Here, the Supreme Court imputed income to the defendant based upon his earning history and its finding that the defendant understated income from two businesses. The court's determination is supported by the record and, under the circumstances presented, was a provident exercise of discretion (see Matter of Watson v. Maragh, 147 A.D.3d at 770, 46 N.Y.S.3d 192 ; Bauman v. Bauman, 132 A.D.3d 791, 793, 19 N.Y.S.3d 58 ; Sotnik v. Zavilyansky, 101 A.D.3d 1102, 1104, 956 N.Y.S.2d 514 ). Moreover, the defendant's pro rata share of the basic child support obligation as calculated by the court was not unjust or inappropriate (see Domestic Relations Law § 240[1–b][f] ; Bast v. Rossoff, 91 N.Y.2d 723, 729, 675 N.Y.S.2d 19, 697 N.E.2d 1009 ). Accordingly, the defendant's contention that the court erred in granting that branch of his motion only to the extent of reducing his child support obligation to $362 bi-weekly is without merit.
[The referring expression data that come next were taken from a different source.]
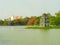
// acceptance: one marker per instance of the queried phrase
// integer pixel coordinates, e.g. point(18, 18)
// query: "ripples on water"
point(17, 35)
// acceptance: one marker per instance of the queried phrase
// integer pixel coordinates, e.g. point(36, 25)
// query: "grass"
point(38, 27)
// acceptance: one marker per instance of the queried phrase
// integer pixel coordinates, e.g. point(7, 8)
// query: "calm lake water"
point(17, 35)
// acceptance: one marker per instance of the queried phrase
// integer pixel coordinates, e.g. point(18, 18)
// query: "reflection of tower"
point(44, 21)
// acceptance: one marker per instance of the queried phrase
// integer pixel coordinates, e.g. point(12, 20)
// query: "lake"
point(17, 35)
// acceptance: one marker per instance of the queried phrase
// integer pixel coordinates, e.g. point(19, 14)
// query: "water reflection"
point(20, 36)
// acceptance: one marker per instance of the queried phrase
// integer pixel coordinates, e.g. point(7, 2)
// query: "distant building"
point(44, 21)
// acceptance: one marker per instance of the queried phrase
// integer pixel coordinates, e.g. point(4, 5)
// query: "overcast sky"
point(27, 7)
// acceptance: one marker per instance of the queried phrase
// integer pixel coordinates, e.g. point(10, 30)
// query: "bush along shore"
point(38, 27)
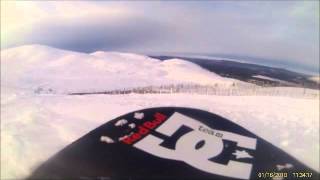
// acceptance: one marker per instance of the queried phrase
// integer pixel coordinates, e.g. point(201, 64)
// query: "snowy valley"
point(51, 97)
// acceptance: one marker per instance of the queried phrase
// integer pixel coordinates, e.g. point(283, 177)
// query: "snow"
point(315, 79)
point(45, 124)
point(36, 126)
point(269, 78)
point(63, 71)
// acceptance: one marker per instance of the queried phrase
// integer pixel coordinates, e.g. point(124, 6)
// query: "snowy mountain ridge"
point(33, 66)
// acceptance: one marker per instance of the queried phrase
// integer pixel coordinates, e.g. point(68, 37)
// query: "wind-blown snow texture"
point(36, 126)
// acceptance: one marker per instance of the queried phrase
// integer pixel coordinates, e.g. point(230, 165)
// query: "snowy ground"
point(33, 128)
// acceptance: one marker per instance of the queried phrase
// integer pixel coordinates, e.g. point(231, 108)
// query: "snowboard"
point(172, 143)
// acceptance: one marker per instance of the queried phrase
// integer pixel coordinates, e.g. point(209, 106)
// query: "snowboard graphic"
point(172, 143)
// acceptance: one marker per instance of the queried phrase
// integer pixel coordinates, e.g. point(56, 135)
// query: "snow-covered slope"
point(34, 66)
point(36, 126)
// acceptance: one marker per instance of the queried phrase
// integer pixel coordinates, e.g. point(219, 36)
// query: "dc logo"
point(199, 157)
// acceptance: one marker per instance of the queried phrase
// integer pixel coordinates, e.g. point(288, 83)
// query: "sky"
point(279, 32)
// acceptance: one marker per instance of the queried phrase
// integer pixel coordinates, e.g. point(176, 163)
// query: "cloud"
point(285, 31)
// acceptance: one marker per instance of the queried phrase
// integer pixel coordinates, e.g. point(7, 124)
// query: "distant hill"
point(254, 73)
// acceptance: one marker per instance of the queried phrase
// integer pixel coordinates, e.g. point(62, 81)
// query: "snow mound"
point(315, 79)
point(36, 66)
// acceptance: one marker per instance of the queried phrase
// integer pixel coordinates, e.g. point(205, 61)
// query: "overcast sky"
point(284, 31)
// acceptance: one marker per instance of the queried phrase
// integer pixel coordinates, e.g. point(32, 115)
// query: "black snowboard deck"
point(172, 143)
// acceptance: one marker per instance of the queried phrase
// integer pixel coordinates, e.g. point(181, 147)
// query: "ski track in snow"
point(45, 124)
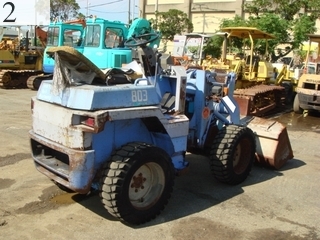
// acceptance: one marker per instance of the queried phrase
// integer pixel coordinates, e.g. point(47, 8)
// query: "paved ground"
point(270, 204)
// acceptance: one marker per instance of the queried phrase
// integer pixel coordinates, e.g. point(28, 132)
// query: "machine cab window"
point(72, 38)
point(92, 36)
point(53, 36)
point(113, 38)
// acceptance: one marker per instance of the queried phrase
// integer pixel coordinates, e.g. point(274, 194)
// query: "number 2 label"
point(8, 19)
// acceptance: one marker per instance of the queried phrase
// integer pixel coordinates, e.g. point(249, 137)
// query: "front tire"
point(232, 154)
point(137, 182)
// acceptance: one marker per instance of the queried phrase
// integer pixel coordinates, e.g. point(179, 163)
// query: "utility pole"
point(129, 11)
point(87, 14)
point(155, 11)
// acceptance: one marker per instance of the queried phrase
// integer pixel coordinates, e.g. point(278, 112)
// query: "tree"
point(171, 23)
point(285, 20)
point(64, 10)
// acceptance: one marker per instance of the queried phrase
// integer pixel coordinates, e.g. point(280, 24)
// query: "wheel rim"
point(146, 186)
point(241, 156)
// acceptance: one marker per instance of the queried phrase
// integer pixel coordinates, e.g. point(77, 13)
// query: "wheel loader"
point(308, 89)
point(18, 62)
point(128, 140)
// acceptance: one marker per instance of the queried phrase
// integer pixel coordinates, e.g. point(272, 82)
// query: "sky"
point(114, 10)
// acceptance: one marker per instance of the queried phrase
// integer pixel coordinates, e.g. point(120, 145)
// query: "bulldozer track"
point(16, 78)
point(34, 82)
point(259, 99)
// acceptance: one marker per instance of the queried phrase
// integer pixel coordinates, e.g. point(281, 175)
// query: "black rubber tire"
point(136, 196)
point(232, 154)
point(296, 105)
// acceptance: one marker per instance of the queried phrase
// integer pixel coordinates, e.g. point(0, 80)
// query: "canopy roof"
point(245, 32)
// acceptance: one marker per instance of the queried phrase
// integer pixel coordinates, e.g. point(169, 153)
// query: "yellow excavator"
point(255, 90)
point(18, 61)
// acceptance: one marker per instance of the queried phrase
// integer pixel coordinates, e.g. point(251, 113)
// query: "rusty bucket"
point(273, 144)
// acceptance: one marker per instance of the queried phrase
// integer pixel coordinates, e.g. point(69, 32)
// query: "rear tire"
point(232, 154)
point(296, 105)
point(137, 182)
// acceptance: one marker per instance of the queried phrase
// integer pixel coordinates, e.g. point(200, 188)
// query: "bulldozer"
point(255, 90)
point(18, 61)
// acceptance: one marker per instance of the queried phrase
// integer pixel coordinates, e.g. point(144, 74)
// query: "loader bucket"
point(273, 144)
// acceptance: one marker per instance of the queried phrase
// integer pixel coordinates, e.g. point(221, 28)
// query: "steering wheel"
point(140, 40)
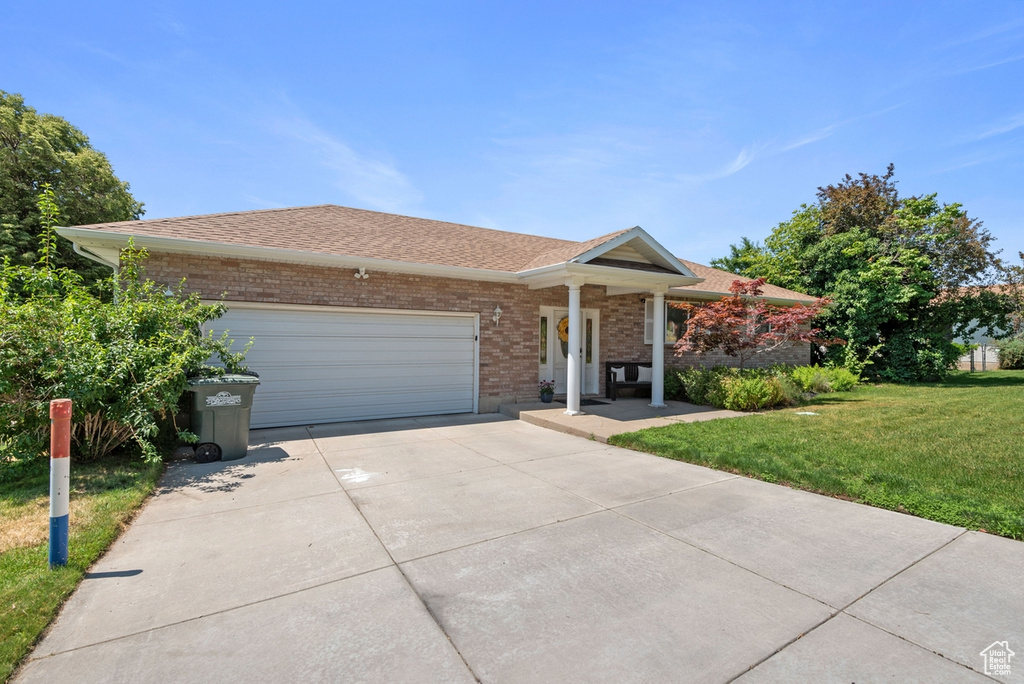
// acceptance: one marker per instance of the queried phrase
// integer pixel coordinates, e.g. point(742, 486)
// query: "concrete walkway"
point(600, 421)
point(486, 549)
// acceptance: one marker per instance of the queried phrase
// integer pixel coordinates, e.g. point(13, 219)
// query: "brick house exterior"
point(508, 351)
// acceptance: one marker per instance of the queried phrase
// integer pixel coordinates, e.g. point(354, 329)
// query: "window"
point(675, 323)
However, we disagree with the Supreme Court's determination directing the defendant to reimburse the plaintiff for 39% of the difference between the cost of individual health insurance coverage and family health insurance coverage. Although the decision underlying the judgment of divorce set forth that if and when the only family members covered under the plaintiff's health insurance were herself and the parties' child, the plaintiff could make an application to have the defendant contribute to any added expense of family coverage, the plaintiff never moved for such relief. Nor did she establish that, at the time of the hearing, she and the parties' child were the only family members covered under her health insurance plan.
RIVERA, J.P., AUSTIN, DUFFY and BARROS, JJ., concur.